Siegfried Vogel (born 6 March 1937) is a German operatic bass. Based at the Berlin State Opera, he performed internationally at major opera houses and festivals, including the Salzburg Festival and the Bayreuth Festival. He began in Mozart roles, but expanded his repertoire, including world premieres of operas.

== Life and career ==
Born in Chemnitz, Vogel took singing lessons in Dresden from age 18, followed by studies at the Musikhochschule Dresden, continued in the opera studio of the Staatsoper Dresden. He made his debut there as Zizell in Adolphe Adam's Si j'étais roi in 1959, and was successful in Mozart roles. He became a member of the Berlin State Opera in 1965, where he appeared in Mozart roles again, the title role of Le nozze di Figaro, Leporello in Don Giovanni and Don Alfonso in Così fan tutte. He also performed as Rocco in Beethoven's Fidelio, as Kaspar in Weber's Der Freischütz, as Hunding in Wagner's Die Walküre, as Basilio in Rossini's Il barbiere di Siviglia and as Escamillo in Bizet's Carmen, among others. He took part in the world premieres of Paul Dessau's Lanzelot in 1969, of Alan Bush's Joe Hill in 1970, and of Ernst Hermann Meyer's Reiter in der Nacht in 1973. He performed at the Komische Oper Berlin, in 1983 the title role of Mussorgsky's Boris Godunov, and in 1991 the role of Morosus in Die schweigsame Frau by Richard Strauss.

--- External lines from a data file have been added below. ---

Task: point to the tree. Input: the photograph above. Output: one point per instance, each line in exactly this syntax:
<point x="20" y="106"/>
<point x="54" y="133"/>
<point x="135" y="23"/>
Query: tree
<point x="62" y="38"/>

He sang at the Salzburg Festival, in 1979 as Ochs in Der Rosenkavalier by Richard Strauss, from 1979 to 1982 in his Ariadne auf Naxos, and in 1980 the role of Luther in a concert performance of Krenek's Karl V.. He appeared at the Bayreuth Festival from 1982 to 1989, as Heinrich in Lohengrin, as Biterolf in Tannhäuser, as Fasolt in Das Rheingold and as Titurel in Parsifal.

He appeared worldwide, including tours of the Staatsoper Berlin. He sang at the Bolshoi Theatre in Moscow, at the Paris Opera, at the Opéra national du Rhin in Strasbourg, in Brussels, Vienna, at La Scala in Milan, in Venice, Stockholm, Helsinki, Amsterdam, Budapest, Cairo, Nice, and at the Teatro Massimo in Palermo. In Lausanne, he appeared in 1983 as Hans Sachs in Wagner's Die Meistersinger von Nürnberg and as Ochs in Der Rosenkavalier. He made his debut at the Metropolitan Opera in 1986 as Hunding in Die Walküre.

Vogel was also regarded as an outstanding concert and oratorio singer, especially in music by Johann Sebastian Bach and George Frideric Handel.